Martedì, 28 Settembre 2021
Cronaca Capizzi

Covid a Capizzi, il grido d'aiuto dalla casa di riposo: "Servono medici e infermieri, siamo allo stremo"

Sono 25 i contagiati in seguito al focolaio all'interno della Rsa "San Giacomo". Cinque operatori ancora in servizio nonostante la positività al virus. Il sindaco lancia un appello alla Regione

Il Covid torna a spaventare Capizzi. Il paesino dei Nebrodi, zona rossa dallo scorso 3 gennaio, nelle ultime ore sta facendo i conti con un nuovo focolaio registrato nella casa di riposo San Giacomo. All'interno della struttura la situazione è critica visti i 25 contagi tra operatori e ospiti. Tre giorni fa un anziano è deceduto mentre un altro è stato trasportato in ospedale. Il sindaco Leonardo Giuseppe Principato Trosso sta seguendo costantemente la situazione e ha chiesto l'intervento della Regione per evitare conseguenze più gravi. "Stavamo uscendo dalla crisi - spiega a MessinaToday - dopo il boom di casi registrati quasi un mese fa, ma adesso ci troviamo costretti a fronteggiare una nuova emergenza.
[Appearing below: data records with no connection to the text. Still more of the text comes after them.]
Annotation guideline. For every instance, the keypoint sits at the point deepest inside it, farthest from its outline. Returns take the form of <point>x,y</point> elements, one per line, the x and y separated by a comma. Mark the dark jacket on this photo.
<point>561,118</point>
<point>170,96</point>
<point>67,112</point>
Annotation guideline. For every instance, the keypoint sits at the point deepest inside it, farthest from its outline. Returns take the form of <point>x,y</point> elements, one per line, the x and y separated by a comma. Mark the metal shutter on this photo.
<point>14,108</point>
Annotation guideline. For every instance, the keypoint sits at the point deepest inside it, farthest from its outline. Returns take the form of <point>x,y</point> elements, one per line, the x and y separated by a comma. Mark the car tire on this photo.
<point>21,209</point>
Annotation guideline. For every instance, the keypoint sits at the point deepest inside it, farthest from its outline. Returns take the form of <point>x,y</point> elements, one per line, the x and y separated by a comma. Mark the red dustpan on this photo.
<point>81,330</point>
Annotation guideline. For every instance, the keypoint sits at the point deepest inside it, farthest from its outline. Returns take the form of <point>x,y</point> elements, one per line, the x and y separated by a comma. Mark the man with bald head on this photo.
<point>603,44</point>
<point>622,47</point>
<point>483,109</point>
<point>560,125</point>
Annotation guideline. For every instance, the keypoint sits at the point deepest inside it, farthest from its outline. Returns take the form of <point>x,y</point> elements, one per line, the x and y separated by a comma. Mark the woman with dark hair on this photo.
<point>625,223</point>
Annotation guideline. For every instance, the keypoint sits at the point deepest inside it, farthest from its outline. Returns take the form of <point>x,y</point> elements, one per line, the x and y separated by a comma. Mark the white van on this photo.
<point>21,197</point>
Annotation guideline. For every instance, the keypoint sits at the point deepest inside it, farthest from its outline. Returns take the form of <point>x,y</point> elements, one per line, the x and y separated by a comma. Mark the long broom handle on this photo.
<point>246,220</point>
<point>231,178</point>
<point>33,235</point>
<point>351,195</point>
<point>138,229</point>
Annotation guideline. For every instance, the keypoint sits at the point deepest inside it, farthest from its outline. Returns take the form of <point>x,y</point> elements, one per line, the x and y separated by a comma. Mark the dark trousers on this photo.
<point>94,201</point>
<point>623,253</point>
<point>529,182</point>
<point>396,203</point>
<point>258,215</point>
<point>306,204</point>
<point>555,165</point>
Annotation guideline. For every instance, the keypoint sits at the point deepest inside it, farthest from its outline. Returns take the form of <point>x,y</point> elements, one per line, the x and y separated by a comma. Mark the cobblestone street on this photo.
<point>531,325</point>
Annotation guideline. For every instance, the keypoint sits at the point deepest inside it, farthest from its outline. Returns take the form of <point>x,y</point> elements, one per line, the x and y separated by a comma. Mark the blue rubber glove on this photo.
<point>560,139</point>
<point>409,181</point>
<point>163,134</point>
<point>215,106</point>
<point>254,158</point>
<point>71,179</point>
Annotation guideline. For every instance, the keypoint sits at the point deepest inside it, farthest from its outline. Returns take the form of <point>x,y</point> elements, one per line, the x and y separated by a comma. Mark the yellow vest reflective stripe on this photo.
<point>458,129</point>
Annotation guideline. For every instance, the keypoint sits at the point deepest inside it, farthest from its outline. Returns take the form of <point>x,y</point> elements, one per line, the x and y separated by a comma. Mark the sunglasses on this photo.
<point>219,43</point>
E' opportuno avere un'equipe medica che possa fornire aiuto all'interno della casa di riposo, non possiamo andare avanti da soli".

Al momento, infatti, nella casa di riposo sono rimasti solo cinque operatori che, nonostante la positività al Covid, continuano ad assistere gli ospiti. "Stiamo stringendo i denti - spiega il titolare della struttura Giuseppe Mazzara - il nostro personale non si è tirato indietro nonostante le difficoltà sta continuando a lavorare senza sosta pur essendo stato contagiato. Ma da soli non possiamo farcela, siamo allo stremo".

Intanto, tra la popolazione di Capizzi sono stati registrati altri contagi per un totale che si attesta a 49. Ad inizio mese il paese era finita al centro delle cronache nazionali in seguito all'escalation di casi dovuti anche ad una festa di compleanno organizzata poco prima del Natale e su cui la Procura continua ad indagare.